George Keburia and Situationist’s Irakli Rusadze both inserted pro-LGBTQ messages in their Spring 2019 Mercedes-Benz Fashion Week Tbilisi collections.

In November 2016, a 34-year-old transgender woman succumbed to injuries she received during a homophobic attack that October. Attackers struck Zizi Shekeladze numerous times with a concrete bar while stabbing her throat several times. Just three years before LGTBQ activists were severely beaten in Tbilisi after attempting to hold a rally against homophobia. Earlier this year, crackdowns after a string of nightlife-related drug deaths resulted in excessive force used against members of the gay community.

Backstage George Keburia Spring/Summer 2019.

For the most part, the youth in the Georgian capital maintain an opened-minded attitude towards homosexuality. But, although homosexuality and gender transformation are legal in Georgia, the older generations still relatively narrow-minded and have a negative outlook on being gay. The 2014 World Values Survey ranked Georgia the third-most homophobic country in the world after Jordan and Iran.

Now some of Georgia’s most prominent fashion designers are taking a stand for homosexuality and the LGBTQ community by making a statement through their most recent collections. What Georgian-born, Zurich-based Demna Gvasalia started by putting the gay flag in his Fall 2018 Balenciaga collection, and with Vetements’s Spring/Summer 2019 collection, which celebrated his own recent marriage to a man by having models walk on tables that could be used at a Georgian wedding banquet continued during Mercedes-Benz Fashion Week Tbilisi, with two of the country’s most prominent young fashion designers—George Keburia and Situationist’s Irakli Rusadze—standing up for gay rights in two very different ways as they presented their collections on November 4.

Designer Irakli Rusadze of The Situationist.

Keburia—whose five-year-old self-named brand is probably most well known for his colorful, thin, futuristic sunglasses worn by Lady Gaga and Rihanna—inserted a message in support of the LGBT community in his Spring/Summer 2019 collection in the form of rainbow-hued gradient in the lines of the square grid that decorates one half of a boxy, collared shirt, and in the fringe that hangs on the waist of a white shirt dress. “I think it’s horrible,” said Keburia of the way those who are identified as LGBTQ are treated in Georgia. “It’s better, but still very conservative,” added his sister Nina Keburia, who works with him on the label. “It’s not that progressed.”
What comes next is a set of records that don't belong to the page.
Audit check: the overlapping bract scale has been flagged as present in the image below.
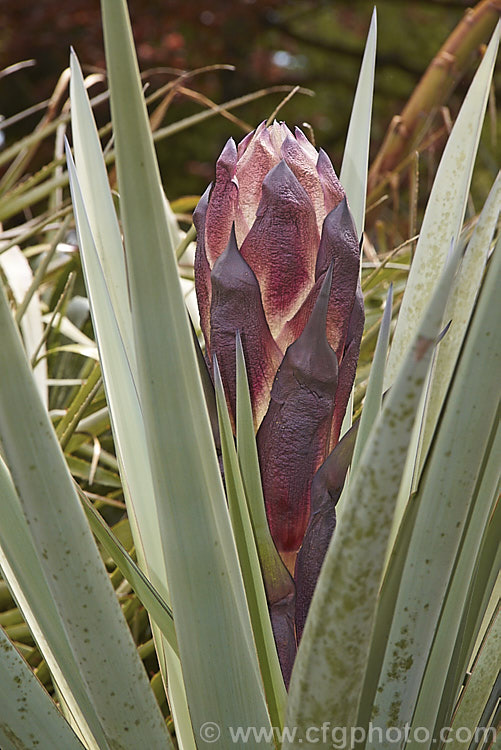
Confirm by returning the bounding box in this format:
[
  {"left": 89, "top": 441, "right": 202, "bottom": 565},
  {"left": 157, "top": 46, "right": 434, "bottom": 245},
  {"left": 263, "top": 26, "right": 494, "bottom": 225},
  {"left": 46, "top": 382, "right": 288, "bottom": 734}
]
[{"left": 194, "top": 122, "right": 364, "bottom": 681}]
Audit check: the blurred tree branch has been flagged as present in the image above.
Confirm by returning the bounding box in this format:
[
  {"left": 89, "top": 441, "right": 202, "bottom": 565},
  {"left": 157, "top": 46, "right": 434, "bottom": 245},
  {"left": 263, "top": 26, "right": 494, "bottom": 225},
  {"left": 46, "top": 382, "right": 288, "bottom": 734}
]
[{"left": 368, "top": 0, "right": 501, "bottom": 201}]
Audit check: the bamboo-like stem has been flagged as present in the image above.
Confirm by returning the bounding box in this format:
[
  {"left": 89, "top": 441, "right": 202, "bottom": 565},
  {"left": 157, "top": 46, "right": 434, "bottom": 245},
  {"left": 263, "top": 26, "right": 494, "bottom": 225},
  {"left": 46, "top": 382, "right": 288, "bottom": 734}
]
[{"left": 368, "top": 0, "right": 501, "bottom": 199}]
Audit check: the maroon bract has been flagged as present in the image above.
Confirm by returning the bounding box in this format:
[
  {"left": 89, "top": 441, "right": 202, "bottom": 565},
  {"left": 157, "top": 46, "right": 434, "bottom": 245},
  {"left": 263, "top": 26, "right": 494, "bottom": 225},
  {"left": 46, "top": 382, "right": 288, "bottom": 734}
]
[{"left": 194, "top": 122, "right": 364, "bottom": 680}]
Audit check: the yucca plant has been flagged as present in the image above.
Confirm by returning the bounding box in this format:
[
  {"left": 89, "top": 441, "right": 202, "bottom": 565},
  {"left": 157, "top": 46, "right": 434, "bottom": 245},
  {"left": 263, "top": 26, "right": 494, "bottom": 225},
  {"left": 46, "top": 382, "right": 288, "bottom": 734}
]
[{"left": 0, "top": 0, "right": 501, "bottom": 750}]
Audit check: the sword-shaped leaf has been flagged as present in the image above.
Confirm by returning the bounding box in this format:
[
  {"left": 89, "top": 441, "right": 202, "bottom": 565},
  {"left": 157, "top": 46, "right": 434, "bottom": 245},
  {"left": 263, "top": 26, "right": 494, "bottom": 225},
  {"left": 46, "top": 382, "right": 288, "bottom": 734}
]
[
  {"left": 98, "top": 0, "right": 269, "bottom": 748},
  {"left": 284, "top": 236, "right": 459, "bottom": 750}
]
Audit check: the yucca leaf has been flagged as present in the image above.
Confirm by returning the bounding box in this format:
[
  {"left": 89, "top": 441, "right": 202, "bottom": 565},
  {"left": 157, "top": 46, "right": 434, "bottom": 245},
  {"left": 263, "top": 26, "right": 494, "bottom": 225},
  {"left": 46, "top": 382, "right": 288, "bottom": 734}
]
[
  {"left": 0, "top": 280, "right": 168, "bottom": 747},
  {"left": 79, "top": 492, "right": 178, "bottom": 652},
  {"left": 102, "top": 0, "right": 271, "bottom": 748},
  {"left": 0, "top": 628, "right": 84, "bottom": 750},
  {"left": 374, "top": 242, "right": 501, "bottom": 748},
  {"left": 385, "top": 24, "right": 500, "bottom": 387},
  {"left": 0, "top": 247, "right": 48, "bottom": 405},
  {"left": 0, "top": 457, "right": 108, "bottom": 750},
  {"left": 449, "top": 605, "right": 501, "bottom": 750},
  {"left": 284, "top": 229, "right": 459, "bottom": 750},
  {"left": 340, "top": 8, "right": 377, "bottom": 238},
  {"left": 434, "top": 468, "right": 501, "bottom": 736},
  {"left": 414, "top": 415, "right": 501, "bottom": 748},
  {"left": 418, "top": 173, "right": 501, "bottom": 475},
  {"left": 67, "top": 142, "right": 194, "bottom": 750},
  {"left": 214, "top": 356, "right": 286, "bottom": 727}
]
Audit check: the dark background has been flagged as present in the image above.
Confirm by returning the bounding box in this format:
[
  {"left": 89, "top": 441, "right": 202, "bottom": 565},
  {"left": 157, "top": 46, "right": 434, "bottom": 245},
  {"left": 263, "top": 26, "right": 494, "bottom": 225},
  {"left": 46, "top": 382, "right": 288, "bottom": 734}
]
[{"left": 0, "top": 0, "right": 499, "bottom": 232}]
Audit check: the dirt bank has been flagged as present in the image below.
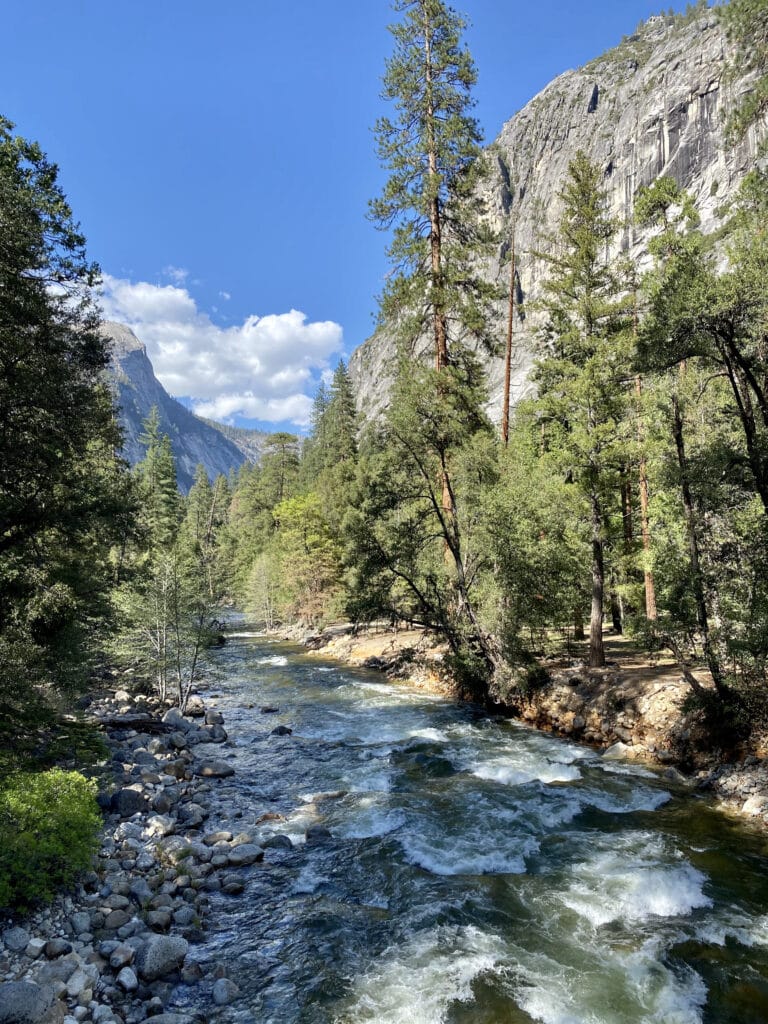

Rusadze—whose leather-clad two-year-old label Situationist gained international recognition after Bella Hadid was spotted in his designs—also decided to speak out for the transgender community by casting transgender models and having his show at the nightclub Bassiani, home of one of Tbilisi’s few gay parties. “It’s very hard,” said Rusadze—whose edgy, sometimes gender-neutral clothing has been well-received in the fashion press—about being transgender in Georgia. “They are great persons for me because when they came out for the women’s clothes, they know what happens, and they’re stronger.” In having the show at Bassiani, which is also the venue for the gay party Horoom, Rusadze felt that it was in a safe space that celebrates freedom, and that he was speaking out against homophobia.

Backstage The Situationist Spring/Summer 2019.

“They have a complicated life two years ago,” said Rusadze. “It’s super dangerous, because in a way, what’s happened, you don’t know, and they making big risk when they came out, and this mood—it’s very respectful for me.”